Civil Engineering

 

Date of this Version

Fall 12-6-2010

Comments

A DISSERTATION Presented to the Faculty of The Graduate College at the University of Nebraska In Partial Fulfillment of Requirements For the Degree of Doctor of Philosophy, Major: Engineering (Civil Engineering), Under the Supervision of Professor Christopher Y. Tuan. Lincoln, Nebraska: December, 2010
Copyright 2010 Jichong An

Abstract

Understanding the behavior of soil under blast loading is very important to engineers in mining, tunneling, and military construction. Due to the very complex structure of a soil mass it is very difficult to describe its constitutive relation, especially when it has different water contents and it is under blast loading conditions. New protective system designs subjected to blast loading need to be proved its validation prior to predict effect of explosive before implementation. Full-scale, buried explosive tests are costly. Finite element simulations play a significant role in the design of protective systems, for example a bottom platform of lightweight vehicles, against underground explosion.

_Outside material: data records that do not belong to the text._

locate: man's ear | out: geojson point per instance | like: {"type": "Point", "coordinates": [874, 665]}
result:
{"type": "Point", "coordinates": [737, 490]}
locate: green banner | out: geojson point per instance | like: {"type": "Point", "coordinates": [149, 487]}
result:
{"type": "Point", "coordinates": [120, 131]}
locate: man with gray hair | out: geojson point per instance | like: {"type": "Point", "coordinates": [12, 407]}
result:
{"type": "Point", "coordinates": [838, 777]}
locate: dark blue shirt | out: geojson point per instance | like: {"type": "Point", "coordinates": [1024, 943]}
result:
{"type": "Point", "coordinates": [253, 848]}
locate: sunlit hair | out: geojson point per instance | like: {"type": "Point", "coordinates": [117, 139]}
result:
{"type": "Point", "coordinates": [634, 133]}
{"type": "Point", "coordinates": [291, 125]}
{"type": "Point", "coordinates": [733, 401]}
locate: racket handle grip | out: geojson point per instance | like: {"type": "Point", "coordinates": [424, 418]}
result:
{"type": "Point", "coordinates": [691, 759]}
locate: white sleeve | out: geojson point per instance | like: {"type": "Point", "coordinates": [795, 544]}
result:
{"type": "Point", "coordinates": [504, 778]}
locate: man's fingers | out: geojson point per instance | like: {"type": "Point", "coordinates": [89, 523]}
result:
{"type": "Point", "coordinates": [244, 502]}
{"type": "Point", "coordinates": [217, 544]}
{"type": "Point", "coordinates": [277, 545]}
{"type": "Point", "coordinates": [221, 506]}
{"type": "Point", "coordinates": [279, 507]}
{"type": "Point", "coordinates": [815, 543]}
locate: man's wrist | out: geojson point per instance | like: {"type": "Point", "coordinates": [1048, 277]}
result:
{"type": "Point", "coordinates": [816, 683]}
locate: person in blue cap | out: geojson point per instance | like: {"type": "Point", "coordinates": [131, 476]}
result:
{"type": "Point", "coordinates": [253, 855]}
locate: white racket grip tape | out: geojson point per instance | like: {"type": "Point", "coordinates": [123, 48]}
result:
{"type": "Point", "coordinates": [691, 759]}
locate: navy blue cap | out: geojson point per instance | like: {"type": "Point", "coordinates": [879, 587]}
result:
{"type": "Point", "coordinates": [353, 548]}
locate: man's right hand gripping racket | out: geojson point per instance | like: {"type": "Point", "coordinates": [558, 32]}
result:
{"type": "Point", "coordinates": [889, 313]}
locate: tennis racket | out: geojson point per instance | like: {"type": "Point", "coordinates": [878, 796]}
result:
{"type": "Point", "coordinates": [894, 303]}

The Perzyna viscoplastic cap model has been shown to be a valid model for use in the simulations of dry soil behavior under both static and dynamic loading. This model is a dramatic improvement over the inviscid cap model for soil behavior under high strain rate loading, such as from an explosion. However, soil should be modeled as a three-phase porous media to accommodate various degrees of water saturation. This is especially true for the soil mass surrounding the source of energy release, as each of the three phases responds differently to shock loading. To improve the model accuracy, a revised model comprising a Gruneisen equation of state (EOS) for each of the three phases has been developed. These equations of state for solid, water and air have been integrated with a viscoplastic cap model to simulate behaviors of soil with different degrees of water saturation.

These EOS models as well as the viscoplastic cap model are implemented into LS-DYNA as user-supplied subroutines for numerical simulation of six explosive tests in dry soil as well as in saturated soil. The shock front time of arrival, the air pressure directly above the buried explosive, and the ejecta heights predicted by the revised cap model agree fairly well with the experimental data. Four elements from finite element mash are selected to observe three phases volume fractions change. There is noticeable improvement in the prediction of saturated soil behavior than dry soil behavior under blast loading. It is concluded that the revised model is adequate for blast loading behavior simulations for soil with different degrees of water saturation.